На другой день она мне помогала чуть не до вечера эти банки с краской таскать, шпаклевку, гвозди. Отвезли мы все это на вокзал в камеры хранения и — умывай руки. То есть приводи себя в порядок перед визитом к родителям невесты. Одет я был вполне прилично: костюм, галстук, свежая сорочка. Пошли.
Смотрю — дом в самом центре города, напротив кинотеатра, который называется не-то "Елки-палки", не то "Лес", а на их языке "Парма". Заходим, и я вижу на вешалке в прихожей офицерские шинели. Вижу белые кашне под парадную шинель, фуражки, папаху! Ёлки, думаю, палки, думаю: куда я попал и где мои чемоданы! И здесь менты!

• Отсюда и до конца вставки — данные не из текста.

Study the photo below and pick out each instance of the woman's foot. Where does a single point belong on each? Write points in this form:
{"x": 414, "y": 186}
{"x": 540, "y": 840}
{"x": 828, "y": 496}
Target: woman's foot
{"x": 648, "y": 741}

Я шепчу Ирине: — А кто твой батька-то?
А батька-то, оказалось, бывший военный комиссар Усть-Вымского района Коми АССР Владимир Дмитриевич Савенков, именно того района которому подконтрольны Микунь с его пересылкой, а значит, и все зоны и поселения, так называемой микуньской ветки.
С одной стороны, совсем неплохо, если готовить себя к "мирной жизни". А с другой стороны, — какой же здравомыслящий подполковник отдаст дочку рядовому необученному!
Вот и женись, Коля Шмайс, проходимец, жулик, идейный борец с советской властью на представительнице крупной советской буржуазии из маленькой, но все же столицы страны Лесоповал. Повезло или не повезло — уже не могу влет разобраться. Вроде бы пора начинать взрослую иную жизнь, но как-то вот так, сразу…
Сидим смотрим семейные альбомы: Ира в детском садике, Ира на Черном море, Ира в выпускном классе. Входят взволнованные родители. А Ирина сразу говорит им:
— Знакомьтесь, это мой жених Николай Александрович Михалев. Работает на Вежайке.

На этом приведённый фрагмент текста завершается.